The New Republican People's Party (Turkish: Yeni Cumhuriyet Halk Partisi), New CHP (Yeni CHP), or YCHP, is a term used to describe the ideological shift of the Republican People's Party, especially during the tenure of Kemal Kılıçdaroğlu, who was the leader of the party from 2010 to 2023.

== History ==
The CHP participated in the 2002 Turkish general elections under the leadership of Deniz Baykal and became one of the two parties that exceeded the 10% threshold with the AKP. The AKP promised to democratize the country, make Turkey a full member of the European Union, adopt a new free market economy, and to achieve full rights for the Kurdish minority. This inspired factions of the CHP to do the same as to counter the AKP. The SHP faction of the Kemalists, which did not agree with much of Deniz Baykal's policies and had a much more liberal policy, formed the basis of the ideological shift. When the CHP performed poorly in the 2004 local elections, 30 CHP deputies, who were disturbed by Deniz Baykal and his management of the CHP, including Muharrem İnce and Kemal Kılıçdaroğlu, established a movement called "CHP's March to Power" and issued a statement. This movement was later called the "30s Movement". An electional congress was later held, in which Baykal lost his power and Kılıçdaroğlu was elected in 2010.

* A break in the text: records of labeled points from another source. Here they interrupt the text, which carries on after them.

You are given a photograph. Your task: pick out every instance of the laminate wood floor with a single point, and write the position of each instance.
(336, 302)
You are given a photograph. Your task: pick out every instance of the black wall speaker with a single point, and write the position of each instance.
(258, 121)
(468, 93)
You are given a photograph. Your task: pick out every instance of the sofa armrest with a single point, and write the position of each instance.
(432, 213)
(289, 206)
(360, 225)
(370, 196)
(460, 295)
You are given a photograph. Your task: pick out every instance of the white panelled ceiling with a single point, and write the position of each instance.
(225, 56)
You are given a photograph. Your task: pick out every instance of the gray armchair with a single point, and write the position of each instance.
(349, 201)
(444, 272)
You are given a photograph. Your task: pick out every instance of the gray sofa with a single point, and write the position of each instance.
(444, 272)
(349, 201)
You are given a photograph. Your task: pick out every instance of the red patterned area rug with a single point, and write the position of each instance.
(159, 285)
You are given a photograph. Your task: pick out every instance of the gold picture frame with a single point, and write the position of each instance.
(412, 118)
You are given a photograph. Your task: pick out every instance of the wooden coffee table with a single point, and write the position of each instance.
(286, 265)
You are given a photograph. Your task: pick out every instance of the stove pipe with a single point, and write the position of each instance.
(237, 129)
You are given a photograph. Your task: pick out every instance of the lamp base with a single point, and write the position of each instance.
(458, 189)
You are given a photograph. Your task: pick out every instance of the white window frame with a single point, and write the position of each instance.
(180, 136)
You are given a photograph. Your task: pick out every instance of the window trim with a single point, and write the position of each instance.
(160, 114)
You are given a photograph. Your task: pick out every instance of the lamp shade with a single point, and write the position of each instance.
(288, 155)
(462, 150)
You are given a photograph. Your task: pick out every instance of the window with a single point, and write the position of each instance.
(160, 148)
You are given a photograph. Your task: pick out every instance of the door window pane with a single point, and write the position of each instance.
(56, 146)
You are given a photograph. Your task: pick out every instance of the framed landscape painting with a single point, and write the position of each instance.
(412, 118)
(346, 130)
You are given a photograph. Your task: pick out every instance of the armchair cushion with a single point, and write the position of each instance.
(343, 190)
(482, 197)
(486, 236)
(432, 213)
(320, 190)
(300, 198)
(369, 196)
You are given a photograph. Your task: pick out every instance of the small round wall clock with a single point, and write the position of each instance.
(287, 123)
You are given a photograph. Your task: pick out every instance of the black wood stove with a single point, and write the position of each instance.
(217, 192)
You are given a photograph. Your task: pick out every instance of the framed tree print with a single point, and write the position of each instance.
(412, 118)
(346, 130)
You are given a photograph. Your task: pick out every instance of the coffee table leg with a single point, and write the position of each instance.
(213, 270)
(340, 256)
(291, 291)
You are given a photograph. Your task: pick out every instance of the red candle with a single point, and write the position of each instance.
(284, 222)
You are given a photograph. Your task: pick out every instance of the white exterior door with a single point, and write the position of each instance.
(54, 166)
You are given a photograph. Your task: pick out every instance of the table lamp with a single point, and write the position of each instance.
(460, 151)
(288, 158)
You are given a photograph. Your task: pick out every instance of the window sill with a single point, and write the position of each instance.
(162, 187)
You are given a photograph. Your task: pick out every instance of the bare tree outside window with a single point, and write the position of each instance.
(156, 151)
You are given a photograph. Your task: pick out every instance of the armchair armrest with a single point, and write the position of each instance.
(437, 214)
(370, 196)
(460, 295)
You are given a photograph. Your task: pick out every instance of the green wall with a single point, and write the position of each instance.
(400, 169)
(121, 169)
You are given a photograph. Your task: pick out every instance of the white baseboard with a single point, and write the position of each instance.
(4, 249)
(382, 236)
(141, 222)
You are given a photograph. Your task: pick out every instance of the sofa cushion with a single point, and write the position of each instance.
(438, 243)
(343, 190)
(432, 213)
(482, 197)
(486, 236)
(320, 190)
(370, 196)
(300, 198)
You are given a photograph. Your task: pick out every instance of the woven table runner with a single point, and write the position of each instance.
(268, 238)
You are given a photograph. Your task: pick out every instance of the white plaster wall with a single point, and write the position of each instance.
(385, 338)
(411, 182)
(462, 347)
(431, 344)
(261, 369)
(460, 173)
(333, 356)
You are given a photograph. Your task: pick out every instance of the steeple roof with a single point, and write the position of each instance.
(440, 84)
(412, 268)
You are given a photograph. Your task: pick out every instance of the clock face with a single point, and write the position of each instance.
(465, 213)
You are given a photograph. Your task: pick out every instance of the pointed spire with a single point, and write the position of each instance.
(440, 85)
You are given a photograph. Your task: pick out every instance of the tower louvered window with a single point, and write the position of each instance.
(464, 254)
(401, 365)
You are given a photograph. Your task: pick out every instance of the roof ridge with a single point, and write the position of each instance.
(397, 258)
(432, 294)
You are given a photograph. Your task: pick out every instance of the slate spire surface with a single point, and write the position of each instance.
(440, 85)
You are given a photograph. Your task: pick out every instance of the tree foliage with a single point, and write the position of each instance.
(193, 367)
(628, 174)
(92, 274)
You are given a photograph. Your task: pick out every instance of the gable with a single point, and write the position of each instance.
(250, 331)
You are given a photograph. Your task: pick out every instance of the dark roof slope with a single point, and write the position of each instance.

The CHP, which was established by Mustafa Kemal Atatürk and was famous for its hardline Turkish nationalism, as well as its role in developing Turkish nationalism, began to loosen up on the nationalism under Kemal Kılıçdaroğlu. The CHP further liberalised on many other factors, and became much more inclusive, accepting people regardless of religion, language, race, gender, ethnicity, belief and ideology. Kılıçdaroğlu also attempted to appease Kurdish voters. In 2012, Kılıçdaroğlu used the phrase "Y-CHP" for the first time when announcing the new management staff. In a statement described as a derogatory reference against Baykal and Sav, Kılıçdaroğlu said "when we say CHP, we forgot the past, we reject the thought that we established a CHP again. There is no such thought. What we mean by the New CHP is the new management of the CHP. This administration is the administration in favor of the people, this administration is a libertarian administration that resists fears. It is an administration that brings freedom. No one but no one will move us to an area outside of freedom and law."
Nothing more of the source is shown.